In the blindness flap trimming surgery group, the incidence of delayed wound healing is lower and the appearance after recovery is superior compared with direct vision flap trimming surgery group. This is related to short skin incision, light wound. Blindness flap trimming surgery is suitable for patients with less extent of underarm odour or young female patients, to ensure treatment of underarm odour and also take into account of patients’ appearance requirements. Both cases had no flap necrosis and infection.

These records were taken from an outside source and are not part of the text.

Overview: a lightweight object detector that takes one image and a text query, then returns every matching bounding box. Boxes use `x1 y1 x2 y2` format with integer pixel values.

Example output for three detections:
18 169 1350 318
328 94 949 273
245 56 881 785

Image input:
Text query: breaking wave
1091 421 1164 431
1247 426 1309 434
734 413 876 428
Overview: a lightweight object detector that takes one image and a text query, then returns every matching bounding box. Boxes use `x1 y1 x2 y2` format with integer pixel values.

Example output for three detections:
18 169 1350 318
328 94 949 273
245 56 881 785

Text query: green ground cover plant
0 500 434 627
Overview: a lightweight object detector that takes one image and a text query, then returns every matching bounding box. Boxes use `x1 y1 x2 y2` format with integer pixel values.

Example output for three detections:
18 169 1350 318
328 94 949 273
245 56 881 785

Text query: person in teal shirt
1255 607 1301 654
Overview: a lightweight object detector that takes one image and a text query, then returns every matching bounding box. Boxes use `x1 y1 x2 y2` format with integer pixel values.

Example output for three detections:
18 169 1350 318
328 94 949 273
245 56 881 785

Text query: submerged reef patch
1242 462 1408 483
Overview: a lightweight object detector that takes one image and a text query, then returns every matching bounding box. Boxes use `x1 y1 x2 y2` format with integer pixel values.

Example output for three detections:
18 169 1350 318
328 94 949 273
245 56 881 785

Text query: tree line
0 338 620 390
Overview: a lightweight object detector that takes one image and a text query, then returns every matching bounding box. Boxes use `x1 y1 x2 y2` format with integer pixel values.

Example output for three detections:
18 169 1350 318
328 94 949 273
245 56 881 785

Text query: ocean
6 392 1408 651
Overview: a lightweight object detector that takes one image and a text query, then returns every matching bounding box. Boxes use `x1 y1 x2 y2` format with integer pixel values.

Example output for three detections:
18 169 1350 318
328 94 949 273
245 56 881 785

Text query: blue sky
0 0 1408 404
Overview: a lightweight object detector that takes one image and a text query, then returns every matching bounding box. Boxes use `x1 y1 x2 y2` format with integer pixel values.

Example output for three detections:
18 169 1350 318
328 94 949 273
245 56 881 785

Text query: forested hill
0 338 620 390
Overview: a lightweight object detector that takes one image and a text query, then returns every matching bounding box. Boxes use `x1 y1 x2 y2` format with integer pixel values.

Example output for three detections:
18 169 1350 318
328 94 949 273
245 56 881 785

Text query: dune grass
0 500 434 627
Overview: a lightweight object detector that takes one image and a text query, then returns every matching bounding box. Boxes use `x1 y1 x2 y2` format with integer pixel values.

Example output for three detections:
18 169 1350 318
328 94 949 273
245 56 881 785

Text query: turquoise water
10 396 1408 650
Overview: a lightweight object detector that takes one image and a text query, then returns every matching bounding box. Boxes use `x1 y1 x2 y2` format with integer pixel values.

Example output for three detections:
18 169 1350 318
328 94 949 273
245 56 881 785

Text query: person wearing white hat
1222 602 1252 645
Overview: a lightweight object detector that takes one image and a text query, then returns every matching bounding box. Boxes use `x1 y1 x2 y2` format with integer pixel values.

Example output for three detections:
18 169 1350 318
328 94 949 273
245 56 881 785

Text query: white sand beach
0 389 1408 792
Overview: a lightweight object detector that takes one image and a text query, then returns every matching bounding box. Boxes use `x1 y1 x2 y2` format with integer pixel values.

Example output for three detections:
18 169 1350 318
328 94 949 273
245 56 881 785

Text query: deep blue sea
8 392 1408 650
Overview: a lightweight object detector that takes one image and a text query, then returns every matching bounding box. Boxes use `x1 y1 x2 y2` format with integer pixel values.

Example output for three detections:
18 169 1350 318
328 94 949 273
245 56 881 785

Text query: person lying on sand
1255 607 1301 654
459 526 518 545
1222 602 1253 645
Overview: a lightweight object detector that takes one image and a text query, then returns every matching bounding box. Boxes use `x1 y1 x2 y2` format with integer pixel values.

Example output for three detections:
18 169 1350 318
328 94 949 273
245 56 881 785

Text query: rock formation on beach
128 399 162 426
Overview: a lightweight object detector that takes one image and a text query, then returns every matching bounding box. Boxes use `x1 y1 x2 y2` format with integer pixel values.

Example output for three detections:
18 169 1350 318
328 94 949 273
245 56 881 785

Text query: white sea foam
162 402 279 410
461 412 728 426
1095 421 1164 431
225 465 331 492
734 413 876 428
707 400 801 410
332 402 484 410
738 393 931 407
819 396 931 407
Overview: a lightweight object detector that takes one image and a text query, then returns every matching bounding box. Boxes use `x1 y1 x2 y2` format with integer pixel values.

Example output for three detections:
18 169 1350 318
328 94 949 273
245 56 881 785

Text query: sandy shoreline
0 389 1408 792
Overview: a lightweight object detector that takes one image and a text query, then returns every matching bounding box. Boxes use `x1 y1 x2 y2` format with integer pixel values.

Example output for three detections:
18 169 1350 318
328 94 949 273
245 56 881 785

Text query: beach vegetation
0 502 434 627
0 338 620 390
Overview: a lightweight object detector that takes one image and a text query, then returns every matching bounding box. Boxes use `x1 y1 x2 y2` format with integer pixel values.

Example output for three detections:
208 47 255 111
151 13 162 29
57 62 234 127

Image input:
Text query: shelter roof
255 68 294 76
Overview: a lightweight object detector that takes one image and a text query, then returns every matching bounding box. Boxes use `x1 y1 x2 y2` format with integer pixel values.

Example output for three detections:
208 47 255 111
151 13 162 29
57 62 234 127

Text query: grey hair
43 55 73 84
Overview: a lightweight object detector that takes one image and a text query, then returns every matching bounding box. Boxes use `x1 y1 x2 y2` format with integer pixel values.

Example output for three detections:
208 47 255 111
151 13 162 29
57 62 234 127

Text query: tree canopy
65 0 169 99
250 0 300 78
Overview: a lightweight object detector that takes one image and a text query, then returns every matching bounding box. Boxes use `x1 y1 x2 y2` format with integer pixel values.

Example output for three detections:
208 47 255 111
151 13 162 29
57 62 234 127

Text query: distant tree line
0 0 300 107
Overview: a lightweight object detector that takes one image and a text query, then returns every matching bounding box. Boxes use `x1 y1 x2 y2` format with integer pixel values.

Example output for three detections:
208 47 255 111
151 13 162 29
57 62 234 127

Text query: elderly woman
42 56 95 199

Removal and destruction of axillary apocrine sweat glands is theoretical basis to the treatment of underarm odour. The under direct vision axillary flap technique trim we carry out is completely trimming and removal of the axillary apocrine sweat glands secrete unit under direct vision; while blindness axillary trim flap surgery is to cut off the axillary apocrine sweat glands and the duct section portion, to completely destroy the axillary apocrine sweat glands. The 100 cases of surgical cases in this article were operated by different doctors. It may affect the accuracy of statistical data; however treatment results show, both procedures could to achieve the purpose of cure for underarm odour. We used to conduct pathological examination of axillary skin and subcutaneous tissue for patients for 1 year after the cure of underarm odour. We observed remained apocrine sweat glands units with catheter cut-off were remained in the superficial subcutaneous adipose tissue, but there was no smell. Clinical cure surgical results of underarm odour patients were not affected . According to own surgical experience and patients specific circumstances, surgeons can choose between axilla flap trimming surgery under direct vision or blindness to treat underarm odour. Note the details of the treatment after surgery to improve the cure rate and reduce the incidence of complications.